Two people with different opinions can have an effective discussion if they listen to each other and speak in a way that will make them likely to be listened to. Here is an effective way to transition to your own point of view:
“Yes, though I see it differently.”
“Yes” shows that you have heard what the other person said. Of course it’s important to actually listen to the other person. “Yes” can be expanded to express what you understand the other person’s viewpoint to be.
For example, “Yes, I see that you think I criticized you.”
“Yes, I understand that you are really angry.”
“Yes, I recognize that she yelled at you.”
Tone of voice is key. A tone of condescension will cause the other person to bristle. A tone of hostility will cause the other to become defensive. A tone of weakness or victimhood will trigger the bully in the other person. So your tone should express self confidence as well as respect for the other.

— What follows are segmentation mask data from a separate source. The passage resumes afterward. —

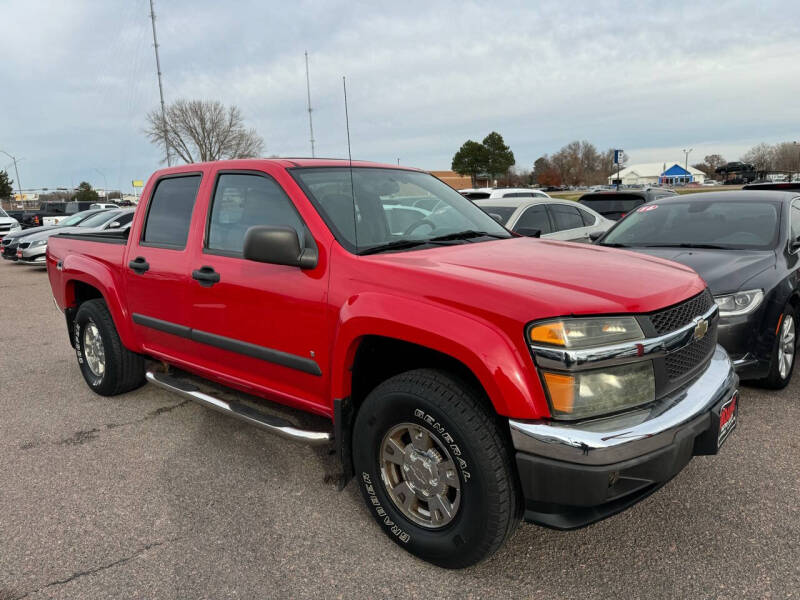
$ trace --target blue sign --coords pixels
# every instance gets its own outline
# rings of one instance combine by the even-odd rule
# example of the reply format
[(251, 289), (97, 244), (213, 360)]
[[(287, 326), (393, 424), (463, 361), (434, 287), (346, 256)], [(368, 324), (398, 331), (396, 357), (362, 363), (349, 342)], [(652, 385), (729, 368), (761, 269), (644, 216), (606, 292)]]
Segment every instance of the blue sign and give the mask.
[(614, 164), (621, 165), (623, 161), (623, 152), (622, 150), (614, 150)]

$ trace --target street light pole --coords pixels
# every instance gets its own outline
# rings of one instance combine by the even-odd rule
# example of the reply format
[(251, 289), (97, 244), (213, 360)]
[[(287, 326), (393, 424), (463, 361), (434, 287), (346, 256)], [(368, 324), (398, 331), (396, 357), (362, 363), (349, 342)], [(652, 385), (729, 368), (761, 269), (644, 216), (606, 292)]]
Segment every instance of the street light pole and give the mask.
[(683, 149), (683, 156), (684, 156), (683, 170), (686, 171), (687, 173), (689, 172), (689, 153), (692, 150), (694, 150), (694, 148), (689, 148), (688, 150), (686, 148)]
[(10, 158), (11, 160), (13, 160), (13, 161), (14, 161), (14, 173), (15, 173), (15, 174), (16, 174), (16, 176), (17, 176), (17, 189), (19, 190), (19, 201), (20, 201), (20, 202), (25, 202), (24, 196), (22, 195), (22, 182), (20, 182), (20, 180), (19, 180), (19, 169), (17, 169), (17, 157), (16, 157), (16, 156), (11, 156), (11, 155), (10, 155), (8, 152), (6, 152), (5, 150), (0, 150), (0, 152), (2, 152), (2, 153), (3, 153), (3, 154), (5, 154), (5, 155), (6, 155), (8, 158)]
[(100, 169), (95, 169), (95, 171), (97, 171), (98, 173), (100, 173), (100, 175), (103, 176), (103, 185), (105, 186), (105, 188), (103, 188), (103, 191), (105, 192), (105, 199), (106, 201), (108, 201), (108, 180), (106, 179), (106, 174), (103, 173)]

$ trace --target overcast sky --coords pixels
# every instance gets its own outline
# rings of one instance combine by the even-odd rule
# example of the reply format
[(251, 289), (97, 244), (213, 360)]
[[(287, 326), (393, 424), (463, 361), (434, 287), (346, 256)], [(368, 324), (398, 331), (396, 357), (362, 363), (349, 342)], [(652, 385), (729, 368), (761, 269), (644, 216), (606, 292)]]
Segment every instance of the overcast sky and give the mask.
[[(3, 0), (0, 149), (23, 187), (130, 189), (160, 165), (148, 0)], [(267, 155), (449, 169), (499, 131), (517, 165), (574, 139), (630, 162), (800, 140), (800, 2), (156, 0), (164, 93), (241, 107)], [(0, 155), (0, 168), (10, 159)], [(10, 167), (13, 177), (13, 167)], [(15, 186), (16, 187), (16, 186)]]

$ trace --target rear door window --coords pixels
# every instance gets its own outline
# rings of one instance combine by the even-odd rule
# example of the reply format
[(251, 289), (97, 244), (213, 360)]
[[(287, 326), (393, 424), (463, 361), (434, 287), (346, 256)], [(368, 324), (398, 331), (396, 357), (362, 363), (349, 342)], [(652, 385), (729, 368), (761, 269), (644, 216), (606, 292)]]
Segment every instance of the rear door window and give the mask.
[(176, 250), (186, 247), (200, 175), (169, 177), (158, 182), (142, 234), (142, 244)]
[(528, 208), (514, 225), (514, 231), (521, 229), (538, 229), (545, 233), (552, 233), (553, 227), (550, 225), (550, 218), (547, 216), (547, 210), (542, 204), (537, 204)]
[(554, 204), (547, 207), (553, 217), (553, 224), (556, 231), (564, 231), (566, 229), (577, 229), (583, 227), (583, 218), (578, 212), (578, 209), (573, 206), (564, 206), (563, 204)]
[(592, 213), (587, 210), (578, 209), (578, 212), (581, 213), (581, 218), (583, 219), (583, 224), (588, 226), (594, 225), (597, 223), (597, 217), (595, 217)]

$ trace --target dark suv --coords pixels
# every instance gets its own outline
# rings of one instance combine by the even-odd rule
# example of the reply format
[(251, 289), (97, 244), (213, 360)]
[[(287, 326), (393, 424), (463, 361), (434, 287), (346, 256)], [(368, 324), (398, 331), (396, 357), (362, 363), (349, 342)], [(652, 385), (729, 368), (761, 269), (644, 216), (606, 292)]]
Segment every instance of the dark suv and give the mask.
[(672, 190), (651, 188), (646, 190), (623, 190), (619, 192), (592, 192), (584, 194), (578, 203), (599, 212), (606, 219), (619, 221), (633, 209), (645, 202), (677, 195)]

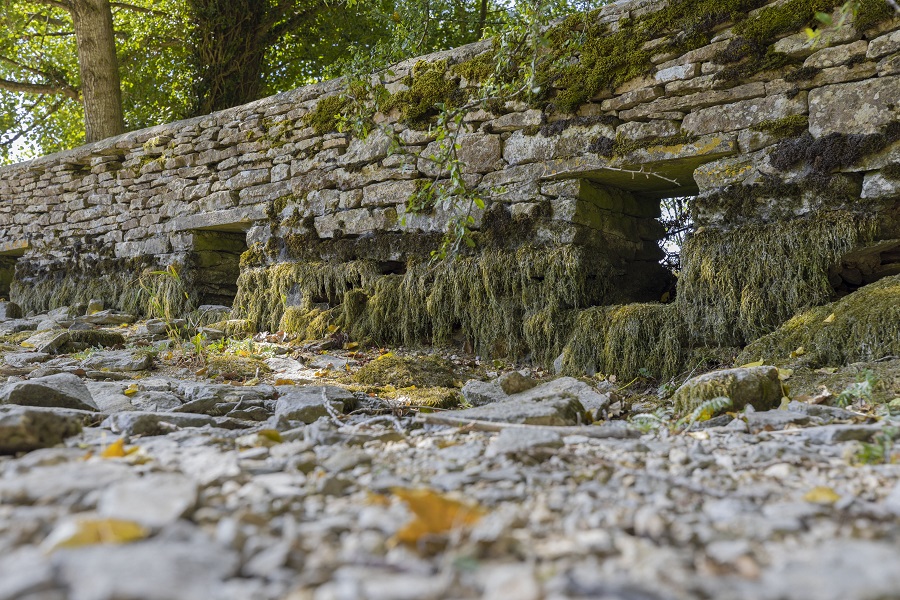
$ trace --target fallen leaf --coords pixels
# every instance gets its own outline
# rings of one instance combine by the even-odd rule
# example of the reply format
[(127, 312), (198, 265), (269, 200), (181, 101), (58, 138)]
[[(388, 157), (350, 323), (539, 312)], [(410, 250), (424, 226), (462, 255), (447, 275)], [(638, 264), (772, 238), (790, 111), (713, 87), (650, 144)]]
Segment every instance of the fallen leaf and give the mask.
[(101, 458), (122, 458), (125, 456), (125, 438), (119, 438), (103, 449)]
[(798, 356), (803, 356), (804, 354), (806, 354), (806, 348), (800, 346), (799, 348), (791, 352), (791, 358), (797, 358)]
[(823, 323), (834, 323), (834, 313), (831, 313), (822, 321)]
[(803, 499), (813, 504), (834, 504), (841, 496), (830, 487), (820, 485), (806, 492)]
[(137, 384), (136, 384), (136, 383), (132, 383), (132, 384), (129, 385), (127, 388), (125, 388), (125, 391), (123, 391), (122, 393), (125, 394), (126, 396), (134, 396), (135, 394), (138, 393), (138, 386), (137, 386)]
[(473, 525), (484, 515), (484, 509), (464, 504), (427, 488), (391, 490), (406, 502), (415, 515), (394, 538), (405, 544), (416, 544), (429, 535), (441, 535), (458, 527)]
[(760, 359), (760, 360), (755, 360), (755, 361), (753, 361), (753, 362), (749, 362), (749, 363), (747, 363), (747, 364), (745, 364), (745, 365), (741, 365), (741, 368), (742, 368), (742, 369), (747, 369), (747, 368), (750, 368), (750, 367), (761, 367), (761, 366), (763, 366), (763, 361), (762, 361), (762, 359)]
[(275, 385), (297, 385), (293, 379), (276, 379)]
[(344, 350), (355, 350), (359, 348), (359, 342), (347, 342), (344, 344)]
[(793, 369), (778, 369), (778, 379), (781, 381), (786, 381), (791, 378), (791, 375), (794, 374)]
[(816, 373), (822, 375), (834, 375), (837, 373), (837, 367), (822, 367), (821, 369), (816, 369)]
[(77, 519), (57, 527), (44, 540), (45, 552), (93, 544), (124, 544), (149, 535), (146, 527), (122, 519)]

“Though I see it differently”
Stating that you see things differently is quite different from saying one of the following:
“No, you don’t understand.”
It’s hard for the other person to argue against you simply because you “see things differently.” By approaching a difficult conversation in this way, you can politely and calmly introduce other considerations.
When you express your opinion, use terms such as “I believe,” “I think,” “My experience is,” “I have noticed,” “I want,” or “I need.”
For example, “I believe her anger comes from fear and not knowing how to communicate effectively. So I want to give her a chance.”
“To me, time alone is re-energizing; it’s not about being away from you. I simply need to recharge.”
“I really value compromise. I want to figure out a way to satisfy both of us as best as possible.”
Most discussions involve viewpoints rather than facts. So it’s best to avoid assuming a false dichotomy where only one person is right and the other is wrong. Others are more likely to really listen to you when you use words and body language that show respect and understanding for different points of view.